You need one for every finger
you’ve got. No more. No less.
The 1st has to reel her in.
Catch her off guard. Make her
bloom in the wintertime or
persevere like those flowers
that grow in the cracks of sidewalks.
It should make her jump on her mattress
and put its metal springs to the test.
You need to cater to her, but also yourself.
You need to spark old memories and create
new ones. She should read into the songs.
Think they’re about her. She’ll look up
the words. Listen. Repeat.
She’ll hum number 6 when grocery shopping
(doodumdee as she picks JIF over Skippy,
bababum as she weighs fruit by the pound).
The wincing made by the finger plucking
of a chord progression in number 2 should
haunt her as she pulls apart awful waffles
at a diner in the middle of the night.
She should start singing the beginning
of the next song before the current one ends.
Light a candle to number 8, and she’ll watch
its flickering shadow on the ceiling, and feel
alive in the past and present, discover time travel
in the comfort of her room. There must be one
she’s bound to skip, maybe number 7; it will be
too much or not enough, she won’t care for it.
Let number 3 feel like saturated sea foam mosaics
littered throughout your neighborhood’s kitchens,
the kind they don’t make anymore, the kind they
tried to recreate but leave you feeling lackluster.
4 should remind her of that day wooden floors
replaced carpet, when her last name became
hyphenated, let her wallow in the feelings
she thought she has forgotten.
5 will go unnoticed the first time, but she’ll learn
to love it once her ears snuggle into the perfect
position under the patchwork quilt covers
in the bed of soft, web-woven vocals.
9 should be personal and one of the longer songs;
it should be about giving and taking, and make her
think of holiday lights in the garden and how they
competed against your mother’s geraniums.

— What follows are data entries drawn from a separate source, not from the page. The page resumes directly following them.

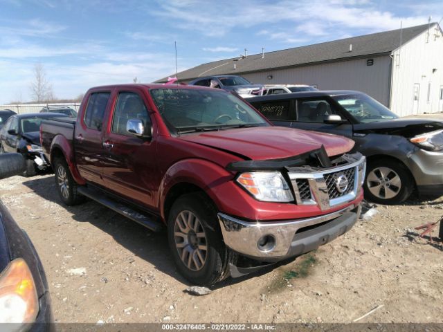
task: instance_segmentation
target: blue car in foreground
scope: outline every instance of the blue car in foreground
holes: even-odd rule
[[[21,154],[0,155],[0,179],[25,169]],[[0,331],[51,331],[52,321],[42,262],[26,233],[0,201]]]

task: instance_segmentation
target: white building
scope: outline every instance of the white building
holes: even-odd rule
[[[442,29],[433,23],[227,59],[179,73],[178,77],[189,82],[225,74],[254,83],[361,91],[400,116],[443,111]]]

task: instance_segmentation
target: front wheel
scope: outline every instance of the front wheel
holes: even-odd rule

10 will be a swing: it’ll push her up only to push her
back down, it will make her think of pendulums
and slow pony rides that go in circles.
Write the month/day/year. Only list titles.
Make her work to take the gloves off of the hands
that made the melodies. She will shake off the dust
in a decade or two and think of you. It’ll feel like
a mouthful of raw honey, the sand-like sugary thickness
will wrestle with her tongue and remind her of flooring
changes and lights and unexpected transitions.